It gives all individuals a chance of being selected but favours the fitter
individuals since an individual's selection probability is derived from its
fitness score.
</para>
</section>
<section>
<title>Random Number Generator</title>
<indexterm><primary>random number generator</primary></indexterm>
<indexterm><primary>Random</primary></indexterm>
<indexterm><primary>RNG</primary></indexterm>
<indexterm><primary>SecureRandom</primary></indexterm>
<para>
The final dependency that must be satisfied in order to create an evolution engine
is the random number generator (RNG). An evolution engine has a single RNG that it
passes to its candidate factory, evolutionary operator and selection strategy.

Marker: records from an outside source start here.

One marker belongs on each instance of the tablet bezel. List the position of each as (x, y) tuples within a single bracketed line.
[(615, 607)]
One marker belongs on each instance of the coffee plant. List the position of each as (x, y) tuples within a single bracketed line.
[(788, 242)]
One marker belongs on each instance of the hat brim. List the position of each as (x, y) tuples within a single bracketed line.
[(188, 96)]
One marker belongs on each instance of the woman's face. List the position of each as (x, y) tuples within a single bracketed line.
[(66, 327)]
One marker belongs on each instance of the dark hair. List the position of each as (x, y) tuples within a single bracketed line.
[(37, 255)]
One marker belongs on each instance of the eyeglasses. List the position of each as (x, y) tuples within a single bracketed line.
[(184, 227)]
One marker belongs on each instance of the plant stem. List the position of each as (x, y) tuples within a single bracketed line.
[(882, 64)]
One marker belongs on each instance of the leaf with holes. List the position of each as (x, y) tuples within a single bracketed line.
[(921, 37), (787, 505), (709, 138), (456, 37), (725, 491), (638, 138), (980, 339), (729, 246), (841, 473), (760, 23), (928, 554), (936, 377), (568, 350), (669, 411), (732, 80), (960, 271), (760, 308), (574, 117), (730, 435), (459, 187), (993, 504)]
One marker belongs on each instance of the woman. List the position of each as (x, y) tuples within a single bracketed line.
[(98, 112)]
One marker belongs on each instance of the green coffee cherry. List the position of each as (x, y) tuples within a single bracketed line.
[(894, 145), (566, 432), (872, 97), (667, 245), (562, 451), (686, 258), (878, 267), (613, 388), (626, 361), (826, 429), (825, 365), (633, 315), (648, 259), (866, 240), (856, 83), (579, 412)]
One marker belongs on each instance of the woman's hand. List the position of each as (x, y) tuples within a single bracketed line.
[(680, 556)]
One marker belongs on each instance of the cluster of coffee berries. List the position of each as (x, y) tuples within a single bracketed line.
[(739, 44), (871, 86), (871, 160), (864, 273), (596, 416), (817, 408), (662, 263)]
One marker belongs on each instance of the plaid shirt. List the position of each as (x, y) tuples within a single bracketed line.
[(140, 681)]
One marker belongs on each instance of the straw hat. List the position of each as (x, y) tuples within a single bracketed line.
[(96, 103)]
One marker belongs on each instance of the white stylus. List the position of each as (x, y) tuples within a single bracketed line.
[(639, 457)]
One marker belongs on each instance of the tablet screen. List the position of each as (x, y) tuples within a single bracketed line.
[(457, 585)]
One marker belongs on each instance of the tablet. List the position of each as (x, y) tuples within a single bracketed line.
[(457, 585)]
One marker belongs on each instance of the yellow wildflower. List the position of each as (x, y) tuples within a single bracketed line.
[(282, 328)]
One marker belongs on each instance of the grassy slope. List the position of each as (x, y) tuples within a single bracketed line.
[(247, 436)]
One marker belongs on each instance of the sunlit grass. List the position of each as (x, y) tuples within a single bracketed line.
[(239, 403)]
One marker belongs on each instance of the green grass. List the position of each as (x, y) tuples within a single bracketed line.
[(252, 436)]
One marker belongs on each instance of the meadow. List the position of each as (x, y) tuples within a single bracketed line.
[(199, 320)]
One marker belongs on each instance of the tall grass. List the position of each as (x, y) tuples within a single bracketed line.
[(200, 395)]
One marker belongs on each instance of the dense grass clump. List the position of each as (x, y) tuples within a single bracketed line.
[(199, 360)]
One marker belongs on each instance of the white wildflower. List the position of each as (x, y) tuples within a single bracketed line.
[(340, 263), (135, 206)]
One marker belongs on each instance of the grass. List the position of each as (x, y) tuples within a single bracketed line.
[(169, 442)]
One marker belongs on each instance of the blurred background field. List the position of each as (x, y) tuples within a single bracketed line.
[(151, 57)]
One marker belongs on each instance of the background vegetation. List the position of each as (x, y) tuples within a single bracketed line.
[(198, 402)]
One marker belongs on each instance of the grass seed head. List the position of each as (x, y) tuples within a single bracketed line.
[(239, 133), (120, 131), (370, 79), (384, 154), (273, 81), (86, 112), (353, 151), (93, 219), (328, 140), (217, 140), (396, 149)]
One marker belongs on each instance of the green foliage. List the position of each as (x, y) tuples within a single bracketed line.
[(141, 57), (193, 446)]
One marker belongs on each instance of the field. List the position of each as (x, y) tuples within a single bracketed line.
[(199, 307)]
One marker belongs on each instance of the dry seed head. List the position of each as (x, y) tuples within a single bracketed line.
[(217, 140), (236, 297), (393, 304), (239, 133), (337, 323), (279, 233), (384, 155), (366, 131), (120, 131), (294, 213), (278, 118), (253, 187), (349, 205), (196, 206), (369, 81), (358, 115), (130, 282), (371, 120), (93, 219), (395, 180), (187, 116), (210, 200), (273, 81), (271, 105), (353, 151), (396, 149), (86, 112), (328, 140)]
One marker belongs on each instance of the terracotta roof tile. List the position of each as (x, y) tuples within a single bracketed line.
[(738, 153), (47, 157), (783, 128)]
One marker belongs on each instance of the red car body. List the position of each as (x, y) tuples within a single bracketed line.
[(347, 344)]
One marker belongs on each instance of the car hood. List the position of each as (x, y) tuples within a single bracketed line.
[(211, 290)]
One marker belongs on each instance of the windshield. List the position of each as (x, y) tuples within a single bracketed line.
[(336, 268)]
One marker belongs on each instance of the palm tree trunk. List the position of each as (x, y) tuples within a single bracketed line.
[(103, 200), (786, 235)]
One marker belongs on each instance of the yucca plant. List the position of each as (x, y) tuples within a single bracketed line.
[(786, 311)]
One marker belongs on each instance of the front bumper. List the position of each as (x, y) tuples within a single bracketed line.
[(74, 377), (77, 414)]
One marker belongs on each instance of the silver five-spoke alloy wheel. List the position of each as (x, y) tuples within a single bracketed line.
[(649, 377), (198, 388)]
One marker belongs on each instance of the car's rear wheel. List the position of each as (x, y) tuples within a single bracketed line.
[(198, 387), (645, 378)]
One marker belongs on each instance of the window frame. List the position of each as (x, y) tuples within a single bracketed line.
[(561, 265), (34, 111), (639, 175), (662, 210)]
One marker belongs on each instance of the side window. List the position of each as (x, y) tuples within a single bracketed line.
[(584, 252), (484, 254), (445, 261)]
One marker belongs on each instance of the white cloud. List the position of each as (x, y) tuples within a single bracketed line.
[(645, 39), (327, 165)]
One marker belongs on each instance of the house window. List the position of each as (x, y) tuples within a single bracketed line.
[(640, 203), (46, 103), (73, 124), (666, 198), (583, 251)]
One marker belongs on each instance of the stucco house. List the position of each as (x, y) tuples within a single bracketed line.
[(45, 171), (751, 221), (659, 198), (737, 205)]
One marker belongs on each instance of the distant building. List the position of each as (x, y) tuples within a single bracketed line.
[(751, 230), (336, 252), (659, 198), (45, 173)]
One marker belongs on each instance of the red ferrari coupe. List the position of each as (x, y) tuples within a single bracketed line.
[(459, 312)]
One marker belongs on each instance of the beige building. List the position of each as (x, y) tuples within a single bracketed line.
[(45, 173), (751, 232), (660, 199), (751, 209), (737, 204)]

An ideal RNG is both fast and statistically random. We <emphasis>could</emphasis>
use the standard Java RNG, <classname>java.util.Random</classname>, but its output
is not as random as it should be. The other RNG in the standard library,
<classname>java.security.SecureRandom</classname> is much better in this respect
but can be slow.
</para>
<indexterm><primary>MersenneTwisterRNG</primary></indexterm>
<para>
Fortunately, the Watchmaker Framework provides alternatives. The
<classname>org.uncommons.maths.random.MersenneTwisterRNG</classname> random number
generator is both fast and statistically sound. It is usually the best choice
when creating an evolution engine.
</para>
</section>
<section>
<title>Completing the Jigsaw</title>
<para>
We've now got all of the necessary pieces to complete the "Hello World" example
application. Assuming that you've already created the
<classname>StringEvaluator</classname> class (defined above) in a separate file,
the code needed to create the evolution engine looks like this:
</para>
<informalexample>
<programlisting language="java">
<![CDATA[// Create a factory to generate random 11-character Strings.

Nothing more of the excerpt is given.